Turkish Republic of Northern Cyprus (TRNC) President Mustafa Akıncı has called on the ‘Greek Cypriot administration of South Cyprus’ to take action after a coach picking up a group of tourists from Larnaca airport was reportedly targeted in a “racially motivated attack”.
Mr Akıncı raised the issue with the UN’s top official in Cyprus, Elizabeth Spehar, who he received at the Presidency in Lefkoşa on Wednesday, 10 July.
He said he asked her to tell Greek Cypriot leader Nicos Anastasiades and the South Cyprus authorities to take “proper measures” following the incident.
The President said it was “not possible” to accept the attack on a TRNC-number plated coach while steps were being taken to build “confidence” between the two sides.
“While striving to produce ideas to increase trust between the two communities, we monitor diligently and with sensitivity the incidents contrary to our efforts,” Akıncı added.
The incident was first brought to light by the TRNC’s Deputy Prime Ministry and Ministry of Foreign Affairs, which said in a written statement that that a “racially motivated attack” had occurred at around 6.15pm on Friday, 5 July.
The trouble started when passengers who had landed at Larnaca were boarding a coach in the airport’s car park to take them to a hotel in the TRNC, according to information the ministry received from a “company official”.
“The coach’s exit was blocked by a car and the driver and passengers were subjected to verbal and physical attacks,” the statement said.
“A plastic water bottle was thrown at the coach and its rear-view mirrors were bent in an attempt to prevent a safe journey.
The intimidation continued on the road as “commercial vehicles with South Cyprus number plates tailgated and even cut in front” of the coach, “putting the passengers’ lives at risk”
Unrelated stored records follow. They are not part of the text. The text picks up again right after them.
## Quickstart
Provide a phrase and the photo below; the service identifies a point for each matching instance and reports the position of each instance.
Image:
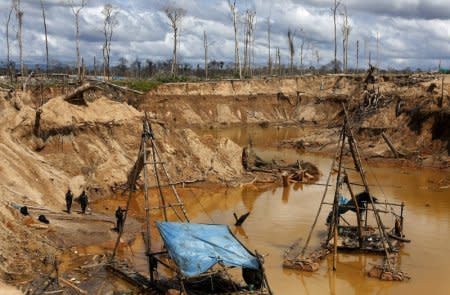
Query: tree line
(244, 27)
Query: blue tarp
(195, 248)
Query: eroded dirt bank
(93, 146)
(412, 111)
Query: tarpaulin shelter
(196, 248)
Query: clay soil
(93, 147)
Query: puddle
(280, 215)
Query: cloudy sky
(412, 33)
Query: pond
(279, 216)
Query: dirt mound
(88, 147)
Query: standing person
(83, 202)
(69, 198)
(119, 217)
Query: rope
(201, 205)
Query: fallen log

“Security guards just stood by and watched. Only the coach driver’s sensible behaviour and restraint prevented the incident from spiralling out of control.”
The intimidation continued, however, on the road to North Cyprus as “commercial vehicles with South Cyprus number plates tailgated and even cut in front” of the coach, “putting the passengers’ lives at risk”.
The dangerous manoeuvres forced the coach driver to change his route and enter the TRNC through the nearest border crossing.
“More and more Turkish Cypriot commercial vehicles are being subjected to similar attacks in South Cyprus,” the statement added.
“We condemn the attacks in the strongest possible terms and call on the Greek Cypriot authorities once again to take urgent and necessary measures against such racist attacks, which do not hesitate to put people’s lives in danger.”
Last year the windows of a parked car belonging to Turkish Cypriot lawyer Nil Çeliker were smashed while she went on a South Nicosia shopping trip with her three-and-a-half-year-old son.
In August 2017 a TRNC taxi carrying British pensioners Bob and Gill Carnduff, who were travelling from Larnaca airport to their home in Ozanköy, was pelted with stones and bear cans by an angry mob – who had also tried to open the vehicle’s doors – at traffic lights near the ground of Apoel football club.
The year before taxi driver Ali Karapaşa was left “bloodied and beaten” by two assailants on motorbikes who cut him up as he drove towards the Metehan checkpoint.
There have been numerous other instances of vandalism – including slashed tyres – reported against vehicles with TRNC number plates in South Cyprus since the border was opened in 2003.
In 2009 a TRNC motorist who had parked his car in South Nicosia returned to find the word EOKA – the name of the Greek Cypriot terrorist organisation whose aim was to unite Cyprus with Greece – spray painted on its side.
The TRNC Foreign Ministry said last year that attacks on Turkish Cypriots in South Cyprus were “on the rise” and “increasingly becoming normalised”.
Last month the European Commission against Racism and Intolerance (ECRI) said that the Greek Cypriot authorities had made only partial progress on recommendations it made in a comprehensive report published three years earlier.
The 2016 ECRI report highlighted the rise of the “far-right military-style” National Popular Front (ELAM), which gained 8.25 per cent of the vote in May’s European elections, up from just 2.7 per cent in 2014.
“ELAM promotes an anti-Semitic, anti-Turkish Cypriot, racist and xenophobic agenda and is believed to be responsible for attacks on Turkish Cypriots and migrants,” the ECRI said at the time.
And Greek Cypriot army officer Nicos Metaxas was handed multiple life sentences in June after pleading guilty to the murder of five foreign women and two of their children, in a shocking case that exposed the abuse experienced by migrant workers.